Let $x^3 + px^2 + qx + r = 0$ be the equation with roots $\sqrt[3]a$, $\sqrt[3]b$, $\sqrt[3]c$. Then the equation $x + px^{2/3} + qx^{1/3} + r=0$ has roots $a$, $b$, $c$. Write that equation as $x+r = -x^{1/3}( px^{1/3} + q)$, and cube both sides: $$x^3 + 3rx^2 + 3r^2x + r^3 = -x(p^3x + 3pqx^{1/3}(px^{1/3} + q) + q^3) = -x(p^3x - 3pq(x+r) + q^3),$$ $$x^3 + (3r + p^3 - 3pq)x^2 + (3r^2 - 3pqr + q^3)x + r^3 = 0.$$ Compare that with the given equation $x^3 + 3x^2 - 24x + 1 = 0$ to see that $$3r + p^3 - 3pq = 3,\qquad 3r^2 - 3pqr + q^3 = -24, \qquad r^3 = 1.$$ Thus $r=1$, and the other two equations become $$p(p^2-3q) = 0, \qquad q(q^2-3p) = -27.$$ In the first of those equations, if $p^2-3q=0$ then $q = \frac13p^2$ and the second equation becomes $\frac{p^2}3\bigl(\frac{p^4}9 - 3p\bigr) = -27$, so that $p^3(p^3 - 27) = -27^2$. But then $\bigl(p^3 - \frac{27}2\bigr)^2 = -\frac34 \cdot27^2$, which is impossible.

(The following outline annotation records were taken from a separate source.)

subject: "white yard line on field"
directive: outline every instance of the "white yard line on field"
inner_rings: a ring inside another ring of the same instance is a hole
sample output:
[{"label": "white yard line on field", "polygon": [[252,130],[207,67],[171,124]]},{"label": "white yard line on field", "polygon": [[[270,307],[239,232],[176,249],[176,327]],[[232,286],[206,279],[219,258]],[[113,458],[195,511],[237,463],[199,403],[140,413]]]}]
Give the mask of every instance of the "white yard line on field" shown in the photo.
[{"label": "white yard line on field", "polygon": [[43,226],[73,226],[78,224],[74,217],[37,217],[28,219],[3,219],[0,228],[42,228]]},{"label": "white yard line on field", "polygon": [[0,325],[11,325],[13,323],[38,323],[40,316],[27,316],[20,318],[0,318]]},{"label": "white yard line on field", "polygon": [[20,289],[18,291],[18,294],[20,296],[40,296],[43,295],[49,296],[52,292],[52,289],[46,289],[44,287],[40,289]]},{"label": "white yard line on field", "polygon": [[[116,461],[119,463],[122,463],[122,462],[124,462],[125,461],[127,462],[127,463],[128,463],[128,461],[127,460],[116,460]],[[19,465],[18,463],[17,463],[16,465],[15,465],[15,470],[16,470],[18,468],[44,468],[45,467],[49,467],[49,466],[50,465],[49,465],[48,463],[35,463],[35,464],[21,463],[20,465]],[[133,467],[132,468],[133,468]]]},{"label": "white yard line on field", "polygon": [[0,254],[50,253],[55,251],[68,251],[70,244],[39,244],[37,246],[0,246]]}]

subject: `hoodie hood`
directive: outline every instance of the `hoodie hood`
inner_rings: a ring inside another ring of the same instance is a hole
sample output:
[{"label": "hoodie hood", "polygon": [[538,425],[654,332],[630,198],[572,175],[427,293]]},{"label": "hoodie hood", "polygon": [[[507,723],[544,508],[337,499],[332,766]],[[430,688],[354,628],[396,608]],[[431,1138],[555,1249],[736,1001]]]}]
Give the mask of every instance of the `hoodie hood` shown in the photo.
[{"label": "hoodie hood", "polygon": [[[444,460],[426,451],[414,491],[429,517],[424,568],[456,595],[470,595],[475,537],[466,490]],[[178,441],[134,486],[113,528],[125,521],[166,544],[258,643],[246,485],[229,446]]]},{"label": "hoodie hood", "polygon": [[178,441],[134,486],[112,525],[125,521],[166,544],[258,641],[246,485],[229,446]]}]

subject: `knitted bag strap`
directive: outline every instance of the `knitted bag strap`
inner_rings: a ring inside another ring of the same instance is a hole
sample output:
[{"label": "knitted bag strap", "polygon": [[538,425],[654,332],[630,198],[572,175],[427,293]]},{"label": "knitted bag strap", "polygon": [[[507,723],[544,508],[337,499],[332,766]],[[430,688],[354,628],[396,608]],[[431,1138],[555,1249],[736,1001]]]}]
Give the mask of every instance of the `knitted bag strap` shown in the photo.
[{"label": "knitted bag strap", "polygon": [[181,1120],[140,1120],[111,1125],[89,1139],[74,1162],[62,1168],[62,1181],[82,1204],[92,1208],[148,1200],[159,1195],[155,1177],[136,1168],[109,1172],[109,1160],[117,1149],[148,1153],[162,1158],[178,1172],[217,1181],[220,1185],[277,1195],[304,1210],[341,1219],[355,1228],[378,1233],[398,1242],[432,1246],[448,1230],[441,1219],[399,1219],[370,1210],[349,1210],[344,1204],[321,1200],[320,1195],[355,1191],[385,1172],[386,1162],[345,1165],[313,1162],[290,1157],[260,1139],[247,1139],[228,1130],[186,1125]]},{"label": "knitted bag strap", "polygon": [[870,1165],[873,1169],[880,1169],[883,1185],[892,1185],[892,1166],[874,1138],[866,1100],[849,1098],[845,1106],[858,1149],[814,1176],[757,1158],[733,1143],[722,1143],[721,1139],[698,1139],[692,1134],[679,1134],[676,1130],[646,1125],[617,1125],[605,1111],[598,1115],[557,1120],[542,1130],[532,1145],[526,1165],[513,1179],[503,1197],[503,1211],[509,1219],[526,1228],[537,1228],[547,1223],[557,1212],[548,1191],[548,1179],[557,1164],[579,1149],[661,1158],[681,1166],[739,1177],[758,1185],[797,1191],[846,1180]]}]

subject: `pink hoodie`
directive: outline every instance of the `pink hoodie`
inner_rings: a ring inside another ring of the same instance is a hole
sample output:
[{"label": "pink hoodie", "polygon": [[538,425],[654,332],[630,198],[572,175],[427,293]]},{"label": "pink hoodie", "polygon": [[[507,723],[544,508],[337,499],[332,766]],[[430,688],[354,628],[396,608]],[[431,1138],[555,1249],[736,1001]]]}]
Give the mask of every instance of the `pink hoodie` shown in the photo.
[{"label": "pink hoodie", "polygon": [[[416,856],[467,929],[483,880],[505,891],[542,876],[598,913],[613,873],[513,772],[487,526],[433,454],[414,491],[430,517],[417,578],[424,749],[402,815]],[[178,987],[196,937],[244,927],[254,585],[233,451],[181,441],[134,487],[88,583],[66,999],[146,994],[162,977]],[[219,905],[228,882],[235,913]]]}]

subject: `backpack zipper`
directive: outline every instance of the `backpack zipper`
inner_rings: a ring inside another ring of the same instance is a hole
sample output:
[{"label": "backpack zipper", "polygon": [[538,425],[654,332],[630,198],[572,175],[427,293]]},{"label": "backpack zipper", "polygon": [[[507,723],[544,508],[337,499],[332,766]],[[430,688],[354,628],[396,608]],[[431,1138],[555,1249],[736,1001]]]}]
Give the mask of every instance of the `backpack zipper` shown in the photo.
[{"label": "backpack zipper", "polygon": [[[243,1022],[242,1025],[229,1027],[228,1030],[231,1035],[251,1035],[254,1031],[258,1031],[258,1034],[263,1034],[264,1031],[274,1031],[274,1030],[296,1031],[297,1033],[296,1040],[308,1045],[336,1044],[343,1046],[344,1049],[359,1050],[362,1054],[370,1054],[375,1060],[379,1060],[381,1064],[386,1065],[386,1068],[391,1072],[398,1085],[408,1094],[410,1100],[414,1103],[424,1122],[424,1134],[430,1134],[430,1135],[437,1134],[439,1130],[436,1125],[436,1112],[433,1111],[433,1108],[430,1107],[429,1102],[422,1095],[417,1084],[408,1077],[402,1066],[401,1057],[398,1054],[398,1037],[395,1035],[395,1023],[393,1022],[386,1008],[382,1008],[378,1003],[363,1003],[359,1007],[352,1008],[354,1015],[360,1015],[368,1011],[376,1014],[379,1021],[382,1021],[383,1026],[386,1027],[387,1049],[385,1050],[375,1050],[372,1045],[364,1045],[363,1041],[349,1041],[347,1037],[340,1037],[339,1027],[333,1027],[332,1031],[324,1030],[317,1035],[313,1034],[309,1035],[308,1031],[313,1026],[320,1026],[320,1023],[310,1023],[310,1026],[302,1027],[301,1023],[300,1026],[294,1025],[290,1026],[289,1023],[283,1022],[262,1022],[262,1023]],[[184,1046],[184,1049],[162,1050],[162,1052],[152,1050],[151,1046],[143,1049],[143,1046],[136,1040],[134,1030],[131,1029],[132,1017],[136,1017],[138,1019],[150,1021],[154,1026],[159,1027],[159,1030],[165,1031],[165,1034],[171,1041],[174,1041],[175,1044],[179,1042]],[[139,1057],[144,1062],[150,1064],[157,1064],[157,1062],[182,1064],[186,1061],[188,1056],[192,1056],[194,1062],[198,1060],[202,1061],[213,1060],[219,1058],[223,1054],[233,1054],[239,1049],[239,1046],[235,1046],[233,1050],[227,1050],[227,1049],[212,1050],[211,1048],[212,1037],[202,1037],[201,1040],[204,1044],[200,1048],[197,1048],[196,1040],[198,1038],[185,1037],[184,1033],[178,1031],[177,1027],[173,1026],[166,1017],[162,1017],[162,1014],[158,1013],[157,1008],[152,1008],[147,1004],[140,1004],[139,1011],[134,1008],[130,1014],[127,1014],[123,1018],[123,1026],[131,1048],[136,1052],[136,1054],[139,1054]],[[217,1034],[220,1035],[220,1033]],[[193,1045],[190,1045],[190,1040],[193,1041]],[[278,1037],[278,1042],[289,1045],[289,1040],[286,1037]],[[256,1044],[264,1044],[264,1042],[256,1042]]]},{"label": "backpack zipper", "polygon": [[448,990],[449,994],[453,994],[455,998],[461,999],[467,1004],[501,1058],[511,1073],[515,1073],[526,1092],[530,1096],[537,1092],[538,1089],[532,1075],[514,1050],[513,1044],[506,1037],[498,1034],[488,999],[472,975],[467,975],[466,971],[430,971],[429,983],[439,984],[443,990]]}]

So $p^2-3q\ne0$ and therefore $p=0$ (and hence $q=-3$). Thus the equation with roots $\sqrt[3]a$, $\sqrt[3]b$, $\sqrt[3]c$ is $x^3 -3x + 1 = 0$. The coefficient of $x^2$ is zero and so the sum of the roots is zero. In other words, $\sqrt[3]a + \sqrt[3]b + \sqrt[3]c = 0$.